Par ces motifs, la Chambre des recours civile du Tribunal cantonal, prononce:

Par ces motifs, la Chambre des recours civile du Tribunal cantonal, prononce:

I. Le recours est rejeté, dans la mesure de sa recevabilité.

II. L’ordonnance est confirmée.

III. Les requêtes d’effet suspensif et de mesures provisionnelles sont sans objet.

IV. Les frais judiciaires de deuxième instance, arrêtés à 900 fr. (neuf cents francs), sont mis à la charge des recourants A.D.________, B.D.________ et T.________, solidairement entre eux.

V. Les recourants A.D.________, B.D.________ et T.________, solidairement entre eux, doivent verser à l’intimée

I.________Sàrl la somme de 350 fr. (trois cent cinquante francs) à titre de dépens de deuxième instance.

VI. L’arrêt est exécutoire.

Le président: La greffière:

Du

L'arrêt qui précède, dont la rédaction a été approuvée à huis clos, est notifié à:

- Me Angelo Ruggiero (pour A.D.________, B.D.________ et T.________), - Me Jean-Daniel Théraulaz (pour I.________Sàrl).

La Chambre des recours civile considère que la valeur litigieuse est supérieure à 30'000 francs.

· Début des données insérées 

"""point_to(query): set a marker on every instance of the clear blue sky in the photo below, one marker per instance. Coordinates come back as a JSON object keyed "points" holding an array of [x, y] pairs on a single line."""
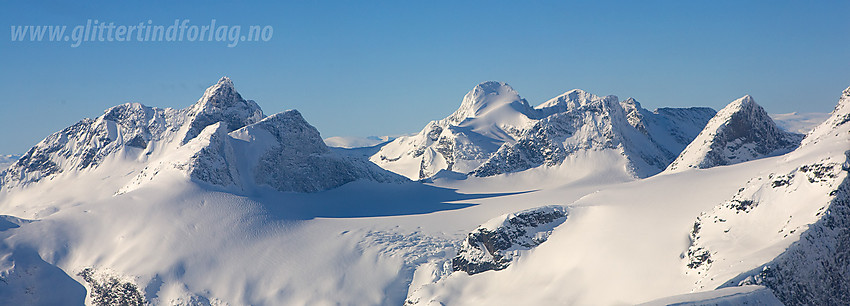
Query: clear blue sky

Le présent arrêt peut faire l'objet d'un recours en matière civile devant le Tribunal fédéral au sens des art. 72 ss LTF (loi du 17 juin 2005 sur le Tribunal fédéral – RS 173.110), cas échéant d'un recours constitutionnel subsidiaire au sens des art. 113 ss LTF. Dans les affaires pécuniaires, le recours en matière civile n'est recevable que si la valeur litigieuse s'élève au moins à 15'000 fr. en matière de droit du travail et de droit du bail à loyer, à 30'000 fr. dans les autres cas, à moins que la contestation ne soulève une question juridique de principe (art. 74 LTF). Ces recours doivent être déposés devant le Tribunal fédéral dans les trente jours qui suivent la présente notification (art. 100 al. 1 LTF).

Cet arrêt est communiqué, par l'envoi de photocopies, à:

- M. le Président du Tribunal civil de l’arrondissement de la Broye et du Nord vaudois.